—Anda ése...—dice Pepe terciando en el diálogo—. Lo menos te has figurado tú que los demás no tenemos familia... ¡Bueno!
—Yo no te digo que tengas familia ó que dejes de tenerla; lo que yo te digo es que cuando se llega á casa y se ve lo que se ve... no se puede tener humor de escribir cosas cómicas.
—¡Toma... toma...! ¿Y me quieres decir á mí qué adelantas con ponerte fúnebre? ¡A mal tiempo, buena cara! ¿Que te hace falta una cosa y no la puedes comprar? ¡Pues te pasas sin ella!
—Eso... eso...—grita Gutiérrez.—Mira, á mí me hacía falta haber comprado una cajetilla cuando he venido esta mañana...
—Y á mí también me había hecho falta que la hubieras comprado—añadió vivamente Martínez—; así no te hubieras fumado los pocos pitillos que me quedaban.
—No te apures, hombre, no te apures por eso... Oye, tú, Pepe... echa un pitillo, que éste no tiene... y yo no he podido comprar...

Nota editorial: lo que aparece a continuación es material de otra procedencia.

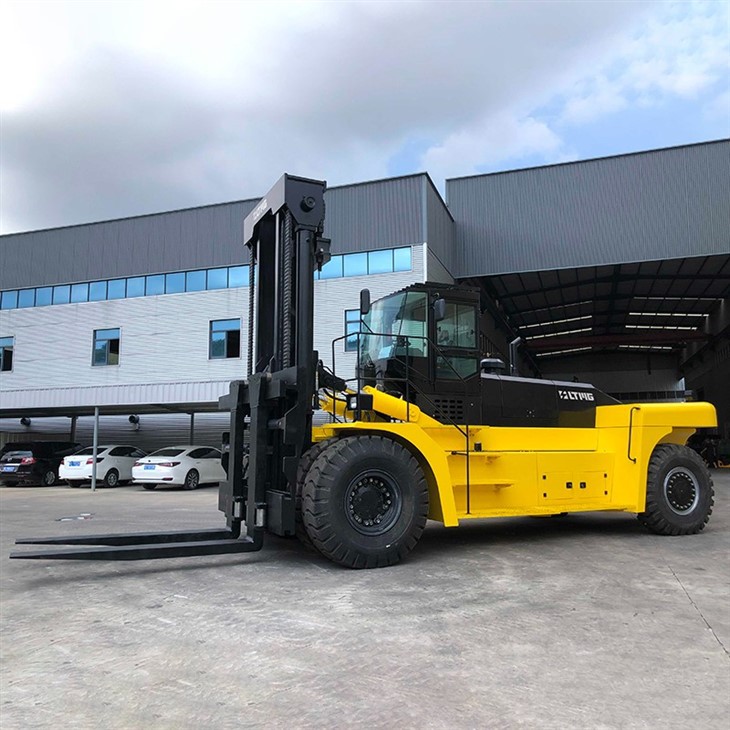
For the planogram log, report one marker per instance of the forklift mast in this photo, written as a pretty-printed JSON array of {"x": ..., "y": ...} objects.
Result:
[{"x": 274, "y": 405}]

—Oye, tú—contesta Pepe, remedando el tonillo de Gutiérrez—: cuando á uno le hace falta una cosa... y no la puede comprar, ya sabes lo que acabo de decir: se pasa uno sin ella.
—Bueno, Pepito; pero antes se cuenta con los amigos... como tú.
—Sí, ¿eh? Pues desde este momento puedes romper las amistades.
—Vamos, no seas así, Pepe... Si ya sabemos que tú eres un hormiguita que te llega el tabaco hasta fin de mes... Danos uno que sea gordo, y haremos dos. ¡Me parece que no podemos hacer más...!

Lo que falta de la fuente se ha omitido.